Welcome to our fortnightly newsletter, where our reporters Kruttika Lokesh and Dhananjay Dhonchak put together handpicked stories from the world of tech law! You can find other issues here.
Zoom sued by shareholder for ‘overstating’ security claims
- Brian X. Chen, The Lesson We Are Learning From Zoom, The New York Times, (April 8, 2020).
- Casey Newton, What Zoom doesn’t understand about the Zoom backlash, The Verge, (April 2, 2020).
- Lily Hay Newman, The Zoom Privacy Backlash Is Only Getting Started, Wired, (April 1, 2020).
Governments around the world are increasingly using location data to manage the coronavirus
As the novel coronavirus spreads around the world, an increasing number of governments are relying on mobile carrier data to track information about their citizens. Mobile carriers in the European Union are sharing data with health authorities in Italy, Germany, and Austria to help monitor whether people are following instructions to maintain social distancing. Other countries are using location data from cellphones to track the pandemic in different ways, from Iran’s ‘AC 19’ app, to China’s tracking system that sends information to law enforcement officials, to Taiwan’s “electronic fence” that alerts authorities when a quarantined person moves too far away from their home. Perhaps the most aggressive use of cellphone location tracking is taking place in South Korea where the government has created a publicly available map from cellphone data that people can use to determine if they have come into contact with someone who has been infected with the novel coronavirus. However, accessing this data, even amid a global pandemic, entails complex legal and ethical issues surrounding government access to information that can reveal intimate details about citizens’ lives. There are widespread concerns over when these extreme surveillance measures will be discounted as they have the potential to transform states into authoritarian regimes.
- Natasha Singer and Choe Sang-Hun, As Coronavirus Surveillance Escalates, Personal Privacy Plummets, The New York Times, (March 23, 2020).
- Pallavi Pundir, Coronavirus is Pushing Mass Surveillance in India, and It’s Going to Change Everything, Vice, (April 6, 2020).
- Rahul Narayan, Privacy, in the time of coronavirus, should not be compromised, Medianama, (April 2, 2020).
WhatsApp tightens message forwarding restrictions to combat coronavirus misinformation
With heightened scrutiny regarding the spread of misinformation over messaging platforms, WhatsApp on April 6, 2020 said it would place new limits on the forwarding of messages. Starting today, messages that have been identified as “highly forwarded” — sent through a chain of five or more people — can only be forwarded to a single person. The move is designed to reduce the speed with which information moves through WhatsApp, putting truth and fiction on a more even footing. It comes after bogus conspiracy theories linking 5G mobile networks with COVID-19 appeared to inspire people to set fire to cell phone masts in the U.K. The attacks resulted in the U.K. government urging social media platforms to take action to combat the spread of such false claims. WhatsApp has appeared to step up its efforts to ensure that its users can get verified information. The World Health Organization has launched a Health Alert in partnership with WhatsApp that has the potential to reach all its users and provide the latest news on coronavirus, which sets up an individual conversation which helps users have their questions answered. Similarly, the Indian government has also created a WhatsApp chatbot to combat misinformation. The Ministry of Electronics and Information Technology (MEITY) in India has urged social media platforms to “take immediate action to disable /remove such content hosted on their platforms on [a] priority basis”.

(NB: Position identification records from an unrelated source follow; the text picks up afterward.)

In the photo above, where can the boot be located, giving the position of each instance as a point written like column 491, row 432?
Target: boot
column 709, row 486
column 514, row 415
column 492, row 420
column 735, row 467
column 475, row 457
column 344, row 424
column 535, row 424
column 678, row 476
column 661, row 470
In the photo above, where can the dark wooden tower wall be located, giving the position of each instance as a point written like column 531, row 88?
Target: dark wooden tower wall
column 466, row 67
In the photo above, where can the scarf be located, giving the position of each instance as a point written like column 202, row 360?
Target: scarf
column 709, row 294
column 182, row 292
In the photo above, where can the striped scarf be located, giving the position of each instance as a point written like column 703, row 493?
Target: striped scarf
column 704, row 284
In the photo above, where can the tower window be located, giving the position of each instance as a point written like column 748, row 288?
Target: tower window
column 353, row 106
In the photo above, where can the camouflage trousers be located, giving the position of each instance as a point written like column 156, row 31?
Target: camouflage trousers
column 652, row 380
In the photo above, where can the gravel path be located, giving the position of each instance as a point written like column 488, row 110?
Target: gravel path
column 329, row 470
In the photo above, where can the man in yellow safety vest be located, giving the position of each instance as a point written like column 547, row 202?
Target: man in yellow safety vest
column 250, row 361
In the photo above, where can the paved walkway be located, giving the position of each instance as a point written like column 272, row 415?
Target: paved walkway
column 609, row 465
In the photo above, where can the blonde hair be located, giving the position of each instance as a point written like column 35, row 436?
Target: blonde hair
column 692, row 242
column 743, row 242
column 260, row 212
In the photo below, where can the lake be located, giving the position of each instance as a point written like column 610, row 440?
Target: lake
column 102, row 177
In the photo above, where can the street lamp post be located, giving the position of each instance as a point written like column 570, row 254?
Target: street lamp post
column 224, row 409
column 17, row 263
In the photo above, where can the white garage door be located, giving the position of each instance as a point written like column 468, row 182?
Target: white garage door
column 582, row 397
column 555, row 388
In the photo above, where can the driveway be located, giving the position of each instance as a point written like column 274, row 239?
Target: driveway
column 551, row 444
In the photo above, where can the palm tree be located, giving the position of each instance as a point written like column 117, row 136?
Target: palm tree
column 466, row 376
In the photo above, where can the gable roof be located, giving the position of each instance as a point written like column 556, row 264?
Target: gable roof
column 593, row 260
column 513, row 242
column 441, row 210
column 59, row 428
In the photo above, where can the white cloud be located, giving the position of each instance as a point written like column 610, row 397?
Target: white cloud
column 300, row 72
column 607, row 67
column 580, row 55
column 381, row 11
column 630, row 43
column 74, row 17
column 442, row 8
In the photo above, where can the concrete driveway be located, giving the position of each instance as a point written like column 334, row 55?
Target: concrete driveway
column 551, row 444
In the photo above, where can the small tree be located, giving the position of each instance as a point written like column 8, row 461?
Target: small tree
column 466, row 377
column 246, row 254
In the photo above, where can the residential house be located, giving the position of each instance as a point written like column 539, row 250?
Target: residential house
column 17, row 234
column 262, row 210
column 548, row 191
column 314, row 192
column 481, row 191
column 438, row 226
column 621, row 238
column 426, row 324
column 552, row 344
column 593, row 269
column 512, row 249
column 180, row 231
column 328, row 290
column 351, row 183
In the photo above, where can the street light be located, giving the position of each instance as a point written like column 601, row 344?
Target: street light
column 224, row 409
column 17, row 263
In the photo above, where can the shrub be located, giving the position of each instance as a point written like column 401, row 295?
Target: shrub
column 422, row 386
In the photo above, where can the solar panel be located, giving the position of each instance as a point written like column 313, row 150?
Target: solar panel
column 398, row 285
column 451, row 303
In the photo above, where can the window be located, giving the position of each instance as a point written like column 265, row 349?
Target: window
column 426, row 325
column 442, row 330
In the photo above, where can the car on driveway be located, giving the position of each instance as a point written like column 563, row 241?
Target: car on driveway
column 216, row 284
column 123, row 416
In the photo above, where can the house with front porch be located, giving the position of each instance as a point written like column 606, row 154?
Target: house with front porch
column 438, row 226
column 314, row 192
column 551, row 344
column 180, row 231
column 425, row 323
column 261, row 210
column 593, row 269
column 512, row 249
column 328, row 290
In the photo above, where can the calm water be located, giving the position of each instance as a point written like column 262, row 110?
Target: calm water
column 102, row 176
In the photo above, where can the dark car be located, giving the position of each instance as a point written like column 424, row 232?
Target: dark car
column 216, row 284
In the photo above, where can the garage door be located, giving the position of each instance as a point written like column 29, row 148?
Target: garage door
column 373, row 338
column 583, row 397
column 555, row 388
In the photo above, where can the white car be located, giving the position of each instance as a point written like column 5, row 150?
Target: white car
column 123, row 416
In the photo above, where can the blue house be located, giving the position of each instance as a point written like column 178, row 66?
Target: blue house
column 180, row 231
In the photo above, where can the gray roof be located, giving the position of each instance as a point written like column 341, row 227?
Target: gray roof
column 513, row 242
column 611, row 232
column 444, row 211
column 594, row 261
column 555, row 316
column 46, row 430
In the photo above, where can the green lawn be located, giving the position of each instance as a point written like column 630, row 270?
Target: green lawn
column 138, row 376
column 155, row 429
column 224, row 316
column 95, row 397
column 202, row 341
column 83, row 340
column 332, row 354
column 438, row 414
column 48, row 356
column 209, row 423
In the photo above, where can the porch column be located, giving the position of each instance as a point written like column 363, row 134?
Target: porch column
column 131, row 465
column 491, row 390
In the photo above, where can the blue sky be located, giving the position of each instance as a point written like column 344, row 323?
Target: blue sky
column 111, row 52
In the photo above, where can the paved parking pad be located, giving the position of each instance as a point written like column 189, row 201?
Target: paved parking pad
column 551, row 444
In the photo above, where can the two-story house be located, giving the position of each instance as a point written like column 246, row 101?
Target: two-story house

- Casey Newton, WhatsApp puts new limits on the forwarding of viral messages, The Verge, (April 7, 2020).
- James Temperton, How the 5G coronavirus conspiracy theory tore through the internet, Wired, (April 7, 2020).
- Janosch Delcker, Zosia Wanat and Mark Scott, The coronavirus fake news pandemic sweeping WhatsApp, Politico, (March 16, 2020).
Health Ministry issues long-awaited Telemedicine Practice Guidelines
The Telemedicine Practice Guidelines of 2020 as notified by the Health Ministry are the first step towards providing for a comprehensive set of rules that make up a regulatory reference point for virtual consultations of patients. The guidelines require identity and age verification of doctors, patients and/or health workers. Consent has also found its place in the guidelines, as patients are provided with a right to stop consultations in situations where the doctor initiates a consultation upon request. Artificial Intelligence or Machine Learning may only facilitate the doctor in taking a decision, but the final prescription of medicines and consultation is not devoid of a human touch. Further, any data, records or documents related to the patient have to be handled by the doctor with due regard to data privacy laws.
- Suman Ray, Is Telemedicine a useful tool to fight COVID-19?, Down to Earth, (2 April 2020).
- Tahir Ashraf Siddiqui, Issuance of Telemedicine Practice Guidelines in India: A long due piece of regulation, Live Law, (1 April 2020).
- Aditi Tandon, Online help for OPD Patients, The Tribune, (28 March 2020).